200 students in a school. 58 play football, 40 play basketball and 8 play both.
What is the probability that a student plays basketball but not football?
Use a Venn diagram to show that there are 32 students playing only basketball.
(Did you notice that 110 students do not play either of the 2 sports?)
Prob(only basketball) = 32/200 = 4/25
To find the probability that a student plays basketball but not football, we need to subtract the number of students who play both sports from the total number of students who play basketball.
Total number of students who play basketball = 40
Number of students who play both football and basketball = 8
Therefore, the number of students who play basketball but not football = 40 - 8 = 32.
Probability that a student plays basketball but not football = Number of students who play basketball but not football / Total number of students
Probability = 32 / 200 = 0.16
So, the probability that a student plays basketball but not football is 0.16 or 16%.

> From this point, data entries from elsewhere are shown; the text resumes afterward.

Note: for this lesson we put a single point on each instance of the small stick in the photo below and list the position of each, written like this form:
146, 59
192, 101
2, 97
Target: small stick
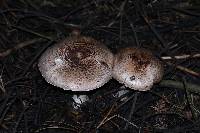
185, 56
185, 69
105, 118
180, 85
19, 46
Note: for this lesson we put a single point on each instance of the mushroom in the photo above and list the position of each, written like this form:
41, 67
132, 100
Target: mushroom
77, 63
137, 68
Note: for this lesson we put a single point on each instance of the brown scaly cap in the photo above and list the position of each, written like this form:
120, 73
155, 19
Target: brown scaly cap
78, 63
137, 68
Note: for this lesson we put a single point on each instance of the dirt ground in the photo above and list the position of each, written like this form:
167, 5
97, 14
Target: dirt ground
168, 28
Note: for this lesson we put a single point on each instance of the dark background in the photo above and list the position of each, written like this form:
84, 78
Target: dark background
29, 104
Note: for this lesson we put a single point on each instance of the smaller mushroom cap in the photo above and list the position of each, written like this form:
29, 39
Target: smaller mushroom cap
137, 68
77, 63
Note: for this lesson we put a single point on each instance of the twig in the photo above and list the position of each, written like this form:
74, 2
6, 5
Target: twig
184, 69
179, 85
105, 118
29, 31
132, 109
185, 56
19, 46
118, 116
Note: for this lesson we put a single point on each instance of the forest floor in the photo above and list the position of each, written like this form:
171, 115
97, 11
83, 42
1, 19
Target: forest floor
168, 28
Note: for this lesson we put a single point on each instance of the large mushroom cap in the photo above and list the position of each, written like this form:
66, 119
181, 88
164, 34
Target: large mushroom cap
137, 68
78, 63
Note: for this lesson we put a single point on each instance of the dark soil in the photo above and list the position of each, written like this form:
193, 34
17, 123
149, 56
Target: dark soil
28, 104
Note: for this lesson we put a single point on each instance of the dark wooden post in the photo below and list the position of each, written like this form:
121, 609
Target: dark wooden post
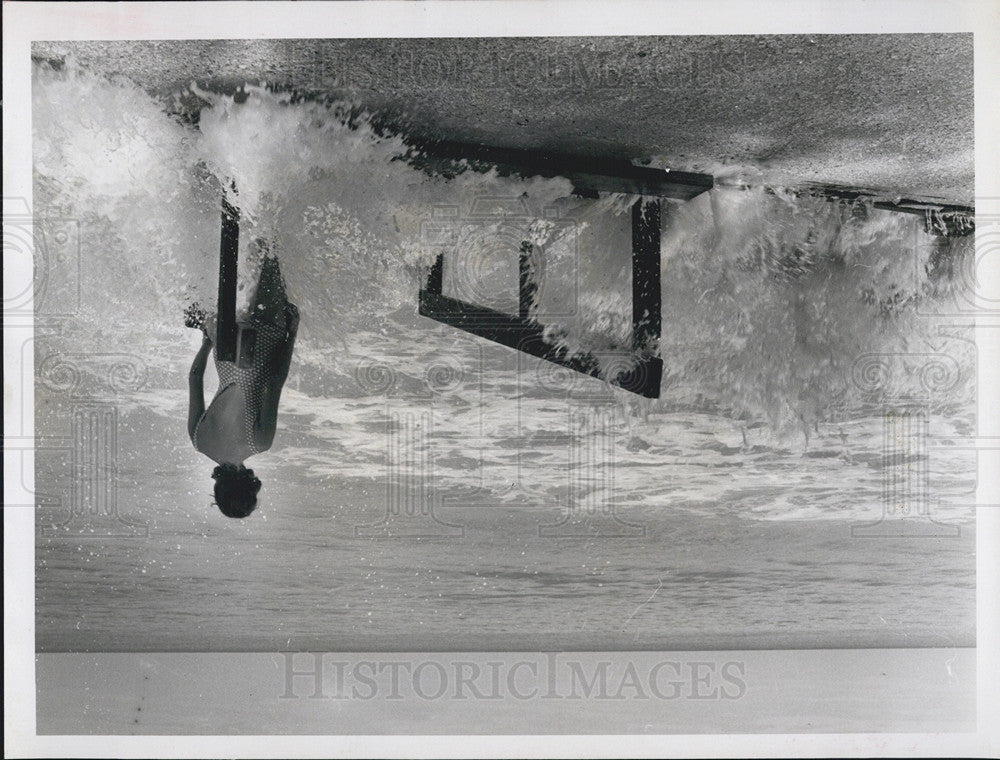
435, 278
228, 256
645, 274
526, 291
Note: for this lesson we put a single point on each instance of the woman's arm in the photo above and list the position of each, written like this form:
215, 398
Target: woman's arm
196, 389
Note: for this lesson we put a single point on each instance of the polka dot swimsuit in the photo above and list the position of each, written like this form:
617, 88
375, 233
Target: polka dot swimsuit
251, 380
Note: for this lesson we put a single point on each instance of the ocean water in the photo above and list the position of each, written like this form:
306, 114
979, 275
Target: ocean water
801, 481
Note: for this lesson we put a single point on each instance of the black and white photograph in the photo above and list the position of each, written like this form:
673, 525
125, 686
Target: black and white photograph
576, 372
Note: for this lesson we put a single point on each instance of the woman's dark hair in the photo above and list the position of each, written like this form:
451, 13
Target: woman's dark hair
236, 490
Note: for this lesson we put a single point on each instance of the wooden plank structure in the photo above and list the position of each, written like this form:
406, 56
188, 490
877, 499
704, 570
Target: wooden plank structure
590, 176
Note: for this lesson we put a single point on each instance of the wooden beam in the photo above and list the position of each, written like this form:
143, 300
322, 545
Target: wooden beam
589, 174
527, 336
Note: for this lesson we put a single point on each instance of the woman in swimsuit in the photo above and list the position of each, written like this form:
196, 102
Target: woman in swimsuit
241, 419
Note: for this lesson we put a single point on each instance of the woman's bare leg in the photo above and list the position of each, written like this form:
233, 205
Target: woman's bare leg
269, 299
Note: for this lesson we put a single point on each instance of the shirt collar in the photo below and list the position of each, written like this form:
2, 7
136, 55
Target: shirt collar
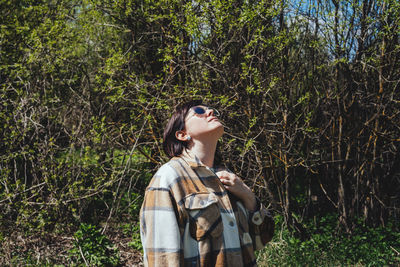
192, 160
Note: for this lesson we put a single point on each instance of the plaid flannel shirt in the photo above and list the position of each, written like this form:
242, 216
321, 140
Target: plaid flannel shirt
188, 218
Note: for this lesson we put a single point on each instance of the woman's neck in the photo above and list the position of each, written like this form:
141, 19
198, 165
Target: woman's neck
204, 151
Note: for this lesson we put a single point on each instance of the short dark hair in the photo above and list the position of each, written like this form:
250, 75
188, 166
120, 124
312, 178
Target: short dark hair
171, 145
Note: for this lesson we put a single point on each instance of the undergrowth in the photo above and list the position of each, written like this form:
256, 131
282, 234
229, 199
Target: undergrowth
326, 245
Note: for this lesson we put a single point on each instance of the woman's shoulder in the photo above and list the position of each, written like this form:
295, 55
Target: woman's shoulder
166, 174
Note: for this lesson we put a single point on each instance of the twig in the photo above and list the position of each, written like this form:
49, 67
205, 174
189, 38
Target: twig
80, 250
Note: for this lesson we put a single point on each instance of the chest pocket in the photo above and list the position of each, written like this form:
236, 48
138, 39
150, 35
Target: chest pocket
204, 215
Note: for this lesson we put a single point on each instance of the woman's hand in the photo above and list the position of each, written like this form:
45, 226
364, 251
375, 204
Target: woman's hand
235, 185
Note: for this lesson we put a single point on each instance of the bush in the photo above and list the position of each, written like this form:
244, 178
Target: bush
93, 248
327, 246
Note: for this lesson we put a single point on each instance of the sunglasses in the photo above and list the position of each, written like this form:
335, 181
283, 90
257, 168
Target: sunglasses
198, 110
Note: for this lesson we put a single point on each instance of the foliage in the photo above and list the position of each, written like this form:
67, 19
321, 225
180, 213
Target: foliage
308, 92
326, 245
93, 248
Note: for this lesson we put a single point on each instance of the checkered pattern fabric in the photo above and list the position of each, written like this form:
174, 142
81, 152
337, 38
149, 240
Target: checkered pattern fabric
188, 218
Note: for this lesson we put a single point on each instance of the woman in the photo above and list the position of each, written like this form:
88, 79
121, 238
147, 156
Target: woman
194, 213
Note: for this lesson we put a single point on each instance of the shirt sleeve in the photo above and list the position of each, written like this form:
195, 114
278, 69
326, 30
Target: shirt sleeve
159, 226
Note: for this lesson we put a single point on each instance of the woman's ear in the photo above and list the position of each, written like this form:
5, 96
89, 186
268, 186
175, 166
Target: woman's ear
182, 136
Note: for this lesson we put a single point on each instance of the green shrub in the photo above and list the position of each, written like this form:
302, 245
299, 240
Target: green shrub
326, 246
93, 248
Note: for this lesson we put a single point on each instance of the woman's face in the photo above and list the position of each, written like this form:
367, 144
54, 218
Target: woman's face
201, 122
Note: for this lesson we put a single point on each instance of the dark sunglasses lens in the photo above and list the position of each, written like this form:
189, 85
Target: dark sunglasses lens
199, 110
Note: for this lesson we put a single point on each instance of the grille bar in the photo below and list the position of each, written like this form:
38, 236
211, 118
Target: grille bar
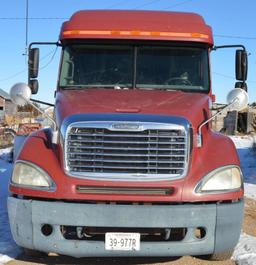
124, 148
98, 150
123, 142
120, 154
123, 135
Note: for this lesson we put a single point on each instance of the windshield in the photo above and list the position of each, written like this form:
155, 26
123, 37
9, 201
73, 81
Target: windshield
142, 67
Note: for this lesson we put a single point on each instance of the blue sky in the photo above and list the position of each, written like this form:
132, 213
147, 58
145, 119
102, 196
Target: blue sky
233, 22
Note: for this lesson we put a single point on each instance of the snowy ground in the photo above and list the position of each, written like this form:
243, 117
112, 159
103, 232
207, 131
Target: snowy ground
8, 248
245, 252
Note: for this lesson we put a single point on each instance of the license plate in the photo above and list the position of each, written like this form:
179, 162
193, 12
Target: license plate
122, 241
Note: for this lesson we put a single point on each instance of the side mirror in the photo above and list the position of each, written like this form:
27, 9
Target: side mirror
33, 62
33, 84
20, 94
241, 65
237, 99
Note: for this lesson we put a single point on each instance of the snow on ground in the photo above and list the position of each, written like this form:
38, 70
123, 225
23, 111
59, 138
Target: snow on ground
8, 248
245, 252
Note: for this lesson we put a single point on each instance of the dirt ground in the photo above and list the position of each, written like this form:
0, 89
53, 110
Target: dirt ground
248, 227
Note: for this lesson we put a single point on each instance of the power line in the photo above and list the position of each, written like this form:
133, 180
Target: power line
234, 37
231, 77
24, 70
146, 4
116, 4
178, 4
33, 18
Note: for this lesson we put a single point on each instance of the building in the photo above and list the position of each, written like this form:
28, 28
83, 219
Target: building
6, 105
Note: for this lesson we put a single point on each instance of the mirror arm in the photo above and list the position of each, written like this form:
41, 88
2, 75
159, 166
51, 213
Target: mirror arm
54, 132
214, 48
199, 135
58, 44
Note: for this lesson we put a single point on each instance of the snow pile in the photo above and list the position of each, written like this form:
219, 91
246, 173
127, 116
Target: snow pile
245, 252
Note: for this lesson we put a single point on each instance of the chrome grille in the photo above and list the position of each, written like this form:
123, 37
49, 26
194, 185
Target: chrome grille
142, 152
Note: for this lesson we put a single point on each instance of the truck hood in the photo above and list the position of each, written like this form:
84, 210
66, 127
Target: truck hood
192, 106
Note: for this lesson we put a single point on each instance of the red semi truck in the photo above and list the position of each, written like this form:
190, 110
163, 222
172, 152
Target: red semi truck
132, 167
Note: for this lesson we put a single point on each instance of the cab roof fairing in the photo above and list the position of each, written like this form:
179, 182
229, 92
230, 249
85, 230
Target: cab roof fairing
137, 25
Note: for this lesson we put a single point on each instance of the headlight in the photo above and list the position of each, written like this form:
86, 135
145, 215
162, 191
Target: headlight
223, 179
29, 175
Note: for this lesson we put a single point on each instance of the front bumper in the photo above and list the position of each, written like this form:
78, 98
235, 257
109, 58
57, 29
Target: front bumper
222, 223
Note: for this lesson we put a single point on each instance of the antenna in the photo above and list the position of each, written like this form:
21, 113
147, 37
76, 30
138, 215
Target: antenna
26, 33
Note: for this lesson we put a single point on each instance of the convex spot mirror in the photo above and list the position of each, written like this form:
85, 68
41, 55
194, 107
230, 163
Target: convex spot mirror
237, 98
241, 65
20, 94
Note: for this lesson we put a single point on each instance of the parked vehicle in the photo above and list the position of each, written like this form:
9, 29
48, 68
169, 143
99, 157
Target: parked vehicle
131, 167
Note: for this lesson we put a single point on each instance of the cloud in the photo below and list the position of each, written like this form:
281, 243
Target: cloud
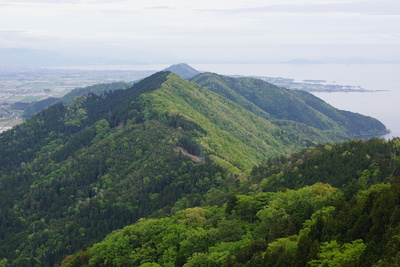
159, 8
384, 7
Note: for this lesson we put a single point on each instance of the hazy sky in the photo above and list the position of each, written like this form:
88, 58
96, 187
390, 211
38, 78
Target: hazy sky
206, 30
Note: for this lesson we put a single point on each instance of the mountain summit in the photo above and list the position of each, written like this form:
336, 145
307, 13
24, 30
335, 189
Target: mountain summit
183, 70
73, 173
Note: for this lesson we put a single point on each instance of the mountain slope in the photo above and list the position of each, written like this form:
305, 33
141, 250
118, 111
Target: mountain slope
69, 97
183, 70
353, 224
71, 174
281, 105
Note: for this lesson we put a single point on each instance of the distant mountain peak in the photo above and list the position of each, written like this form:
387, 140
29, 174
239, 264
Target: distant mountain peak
183, 70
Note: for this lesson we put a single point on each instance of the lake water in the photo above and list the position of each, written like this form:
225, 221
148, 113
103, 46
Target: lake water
385, 105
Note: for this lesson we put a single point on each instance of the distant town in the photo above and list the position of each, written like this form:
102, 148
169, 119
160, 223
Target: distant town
24, 84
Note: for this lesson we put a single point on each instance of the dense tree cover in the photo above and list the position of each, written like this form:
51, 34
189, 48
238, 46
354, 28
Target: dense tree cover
183, 70
298, 107
165, 148
97, 89
313, 225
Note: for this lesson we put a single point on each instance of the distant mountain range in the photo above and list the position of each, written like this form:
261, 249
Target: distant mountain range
72, 173
44, 58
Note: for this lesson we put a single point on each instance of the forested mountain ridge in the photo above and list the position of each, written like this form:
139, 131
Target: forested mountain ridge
98, 89
309, 223
73, 173
281, 105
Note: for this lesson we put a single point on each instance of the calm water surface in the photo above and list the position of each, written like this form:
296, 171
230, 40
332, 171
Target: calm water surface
385, 106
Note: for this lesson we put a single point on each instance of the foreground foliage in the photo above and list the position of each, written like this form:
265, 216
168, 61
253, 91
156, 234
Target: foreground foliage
314, 225
180, 155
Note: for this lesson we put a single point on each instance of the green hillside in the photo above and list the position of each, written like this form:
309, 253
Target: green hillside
71, 174
70, 97
183, 70
355, 223
301, 108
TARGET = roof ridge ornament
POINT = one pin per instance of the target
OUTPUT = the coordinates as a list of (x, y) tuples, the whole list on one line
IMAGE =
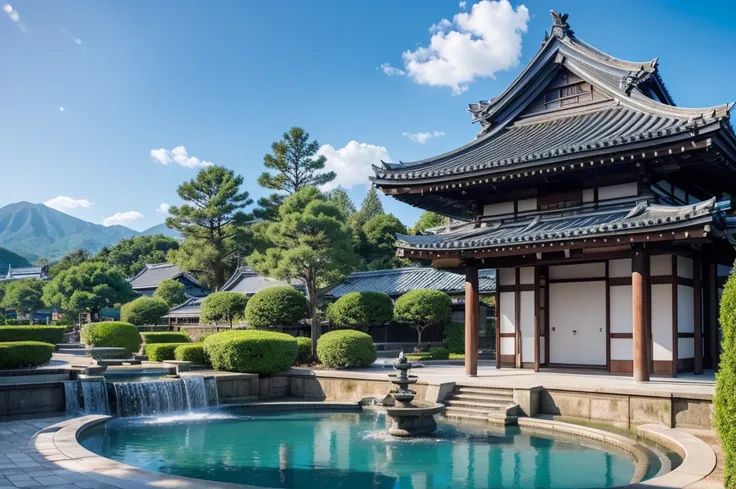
[(560, 28)]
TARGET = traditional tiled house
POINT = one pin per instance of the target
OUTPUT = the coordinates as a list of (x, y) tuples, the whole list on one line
[(604, 208)]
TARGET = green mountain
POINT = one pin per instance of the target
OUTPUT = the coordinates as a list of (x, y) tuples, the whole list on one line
[(34, 229), (8, 258)]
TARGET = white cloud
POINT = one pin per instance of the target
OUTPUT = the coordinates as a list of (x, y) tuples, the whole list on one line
[(352, 164), (423, 137), (65, 203), (390, 70), (475, 44), (122, 218), (179, 156)]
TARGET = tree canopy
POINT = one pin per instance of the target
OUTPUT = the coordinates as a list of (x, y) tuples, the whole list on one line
[(212, 222), (310, 242), (87, 287)]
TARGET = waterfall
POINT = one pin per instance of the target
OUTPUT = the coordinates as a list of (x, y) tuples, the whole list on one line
[(86, 397), (158, 397)]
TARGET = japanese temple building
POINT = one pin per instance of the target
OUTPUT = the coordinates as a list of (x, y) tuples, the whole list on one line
[(604, 208)]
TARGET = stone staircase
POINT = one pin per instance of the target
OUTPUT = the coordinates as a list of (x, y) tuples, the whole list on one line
[(490, 404)]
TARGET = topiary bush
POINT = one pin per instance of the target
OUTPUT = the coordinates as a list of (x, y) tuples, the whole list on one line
[(361, 310), (192, 352), (276, 306), (25, 354), (455, 337), (223, 306), (144, 310), (346, 349), (160, 352), (261, 352), (44, 334), (164, 337), (422, 308), (112, 333), (303, 350), (724, 401)]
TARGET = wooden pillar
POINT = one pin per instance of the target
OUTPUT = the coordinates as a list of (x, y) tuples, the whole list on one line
[(472, 319), (698, 319), (640, 267)]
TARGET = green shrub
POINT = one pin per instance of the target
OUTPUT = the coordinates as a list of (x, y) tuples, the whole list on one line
[(223, 307), (159, 352), (25, 354), (724, 401), (164, 337), (422, 308), (261, 352), (346, 349), (112, 333), (44, 334), (361, 310), (191, 352), (276, 306), (455, 337), (144, 310), (303, 350)]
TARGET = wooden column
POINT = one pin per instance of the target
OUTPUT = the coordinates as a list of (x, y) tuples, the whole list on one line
[(697, 312), (639, 272), (472, 319)]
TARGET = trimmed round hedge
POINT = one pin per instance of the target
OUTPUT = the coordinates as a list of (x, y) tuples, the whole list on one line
[(345, 349), (192, 352), (25, 354), (304, 349), (144, 310), (112, 333), (164, 337), (276, 306), (361, 310), (258, 352), (160, 352), (44, 334)]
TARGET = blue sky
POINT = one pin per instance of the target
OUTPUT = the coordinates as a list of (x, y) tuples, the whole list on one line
[(90, 88)]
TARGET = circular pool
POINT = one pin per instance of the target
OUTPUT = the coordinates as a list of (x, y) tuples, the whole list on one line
[(326, 450)]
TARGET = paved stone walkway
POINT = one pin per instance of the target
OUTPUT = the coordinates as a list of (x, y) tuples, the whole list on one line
[(24, 465)]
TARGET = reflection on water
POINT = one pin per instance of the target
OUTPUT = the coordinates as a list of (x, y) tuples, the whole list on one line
[(351, 450)]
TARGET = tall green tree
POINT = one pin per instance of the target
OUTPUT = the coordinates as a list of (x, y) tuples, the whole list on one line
[(130, 256), (213, 223), (88, 287), (24, 296), (428, 220), (295, 165), (310, 242)]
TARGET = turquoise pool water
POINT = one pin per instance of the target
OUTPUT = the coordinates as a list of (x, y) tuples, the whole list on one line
[(328, 450)]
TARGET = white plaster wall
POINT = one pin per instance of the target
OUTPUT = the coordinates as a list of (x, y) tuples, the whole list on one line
[(508, 312), (506, 276), (526, 275), (684, 267), (685, 309), (507, 346), (621, 309), (617, 191), (498, 209), (579, 306), (580, 270), (660, 265), (526, 318), (622, 349), (685, 348), (619, 268), (662, 322)]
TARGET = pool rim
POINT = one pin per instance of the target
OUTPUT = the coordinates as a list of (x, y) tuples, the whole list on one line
[(699, 460)]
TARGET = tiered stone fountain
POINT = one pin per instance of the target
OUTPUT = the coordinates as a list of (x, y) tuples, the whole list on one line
[(409, 417)]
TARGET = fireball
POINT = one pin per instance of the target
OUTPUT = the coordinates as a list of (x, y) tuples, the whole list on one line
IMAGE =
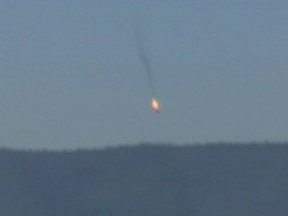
[(155, 105)]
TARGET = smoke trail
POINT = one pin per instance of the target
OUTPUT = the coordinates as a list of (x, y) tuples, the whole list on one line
[(142, 54)]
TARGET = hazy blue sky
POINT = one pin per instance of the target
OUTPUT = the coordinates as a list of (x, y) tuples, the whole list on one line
[(71, 76)]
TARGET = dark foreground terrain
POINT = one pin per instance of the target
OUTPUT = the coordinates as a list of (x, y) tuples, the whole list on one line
[(147, 180)]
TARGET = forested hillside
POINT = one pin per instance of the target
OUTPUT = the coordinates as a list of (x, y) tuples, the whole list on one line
[(147, 180)]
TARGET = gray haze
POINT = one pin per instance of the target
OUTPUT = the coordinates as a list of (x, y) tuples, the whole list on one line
[(71, 75)]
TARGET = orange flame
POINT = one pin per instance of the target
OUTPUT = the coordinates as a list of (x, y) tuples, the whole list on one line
[(155, 105)]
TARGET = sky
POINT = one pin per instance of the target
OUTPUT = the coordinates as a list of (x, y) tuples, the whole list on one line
[(71, 75)]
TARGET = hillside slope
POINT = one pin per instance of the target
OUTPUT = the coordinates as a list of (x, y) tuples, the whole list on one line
[(146, 180)]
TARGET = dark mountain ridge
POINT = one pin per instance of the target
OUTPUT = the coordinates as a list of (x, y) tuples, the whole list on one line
[(202, 180)]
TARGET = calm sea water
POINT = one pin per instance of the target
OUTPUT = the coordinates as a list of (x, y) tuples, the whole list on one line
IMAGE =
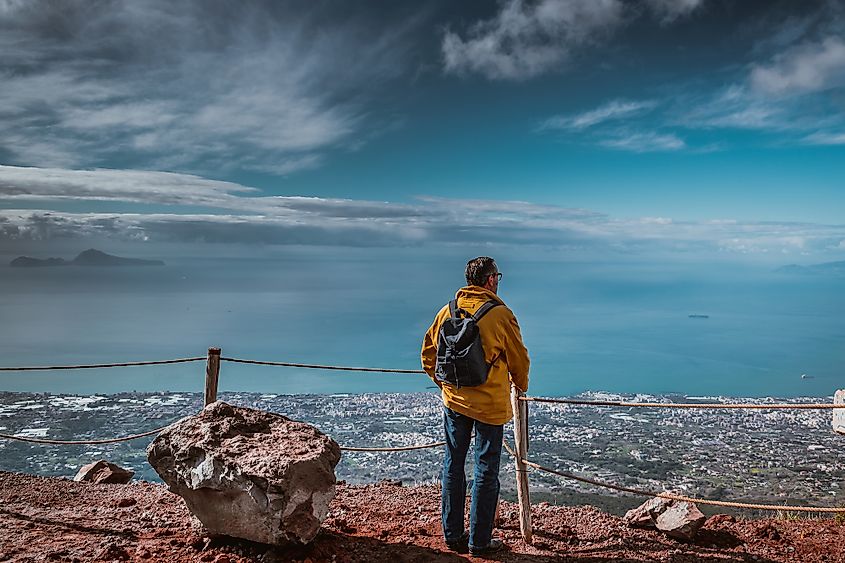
[(615, 327)]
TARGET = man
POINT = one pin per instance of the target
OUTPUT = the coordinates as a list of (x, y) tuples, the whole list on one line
[(485, 408)]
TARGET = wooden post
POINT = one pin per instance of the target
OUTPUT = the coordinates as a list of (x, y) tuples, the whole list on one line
[(212, 373), (839, 414), (520, 437)]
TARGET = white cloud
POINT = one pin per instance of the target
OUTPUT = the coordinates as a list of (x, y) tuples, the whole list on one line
[(825, 139), (645, 142), (199, 210), (810, 67), (614, 110), (525, 40)]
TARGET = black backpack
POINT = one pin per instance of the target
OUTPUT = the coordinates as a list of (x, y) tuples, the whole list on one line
[(460, 356)]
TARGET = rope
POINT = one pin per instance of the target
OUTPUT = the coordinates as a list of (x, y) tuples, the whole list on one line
[(688, 405), (78, 442), (400, 449), (316, 366), (671, 496), (90, 366)]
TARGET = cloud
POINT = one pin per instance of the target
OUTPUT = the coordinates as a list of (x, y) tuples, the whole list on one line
[(614, 110), (825, 139), (670, 10), (645, 142), (191, 85), (524, 40), (209, 211), (810, 67)]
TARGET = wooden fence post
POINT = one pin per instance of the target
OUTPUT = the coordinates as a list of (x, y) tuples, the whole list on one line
[(839, 414), (520, 437), (212, 373)]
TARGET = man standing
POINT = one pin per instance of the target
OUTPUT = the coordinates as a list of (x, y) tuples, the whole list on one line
[(485, 407)]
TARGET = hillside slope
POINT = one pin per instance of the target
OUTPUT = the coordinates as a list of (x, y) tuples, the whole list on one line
[(45, 518)]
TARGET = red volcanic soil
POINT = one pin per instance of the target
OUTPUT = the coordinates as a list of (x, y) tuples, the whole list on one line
[(52, 519)]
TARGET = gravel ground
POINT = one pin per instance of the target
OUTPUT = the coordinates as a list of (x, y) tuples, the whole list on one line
[(52, 519)]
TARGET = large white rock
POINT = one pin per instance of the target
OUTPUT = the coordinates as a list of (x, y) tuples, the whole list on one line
[(248, 473)]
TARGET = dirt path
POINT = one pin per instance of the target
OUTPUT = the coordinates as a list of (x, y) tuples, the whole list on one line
[(50, 519)]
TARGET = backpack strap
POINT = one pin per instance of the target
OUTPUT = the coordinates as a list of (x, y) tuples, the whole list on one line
[(453, 308), (484, 308)]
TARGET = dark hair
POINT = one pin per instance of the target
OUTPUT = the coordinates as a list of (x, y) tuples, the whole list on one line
[(478, 269)]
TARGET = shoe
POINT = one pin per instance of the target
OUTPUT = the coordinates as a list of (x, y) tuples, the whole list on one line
[(460, 545), (492, 547)]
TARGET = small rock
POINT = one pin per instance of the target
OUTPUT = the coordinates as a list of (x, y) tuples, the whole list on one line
[(102, 471), (645, 515), (681, 520), (720, 519)]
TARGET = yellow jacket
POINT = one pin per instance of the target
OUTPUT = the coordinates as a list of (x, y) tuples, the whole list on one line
[(502, 341)]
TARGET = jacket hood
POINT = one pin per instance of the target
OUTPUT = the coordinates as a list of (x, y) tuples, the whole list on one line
[(477, 293)]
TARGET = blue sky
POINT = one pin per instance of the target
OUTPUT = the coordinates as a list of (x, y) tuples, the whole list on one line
[(589, 127)]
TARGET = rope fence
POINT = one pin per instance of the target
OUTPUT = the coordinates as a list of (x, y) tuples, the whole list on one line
[(317, 366), (519, 403), (93, 366), (758, 406), (670, 496)]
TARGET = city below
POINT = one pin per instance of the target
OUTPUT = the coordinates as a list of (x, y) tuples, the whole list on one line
[(772, 456)]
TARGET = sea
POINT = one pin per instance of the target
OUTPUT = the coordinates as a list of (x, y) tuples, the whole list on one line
[(623, 326)]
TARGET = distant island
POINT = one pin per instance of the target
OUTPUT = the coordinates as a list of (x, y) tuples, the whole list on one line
[(826, 268), (90, 257)]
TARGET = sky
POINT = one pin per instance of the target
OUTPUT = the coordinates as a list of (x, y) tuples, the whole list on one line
[(584, 128)]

To find the probability that a student plays basketball but not football, we need to determine the number of students who play basketball only and divide it by the total number of students.
First, we calculate the number of students who play both basketball and football by subtracting the number of students who play both (8) from the number who play football (58).
58 - 8 = 50 students play football only.
Next, we calculate the number of students who play basketball only by subtracting the number of students who play both (8) from the number who play basketball (40).
40 - 8 = 32 students play basketball only.
Now, we can calculate the probability of a student playing basketball but not football by dividing the number of students who play basketball only (32) by the total number of students (200).
Probability = Number of students playing basketball only / Total number of students
Probability = 32 / 200
Probability = 0.16
Therefore, the probability that a student plays basketball but not football is 0.16 or 16%.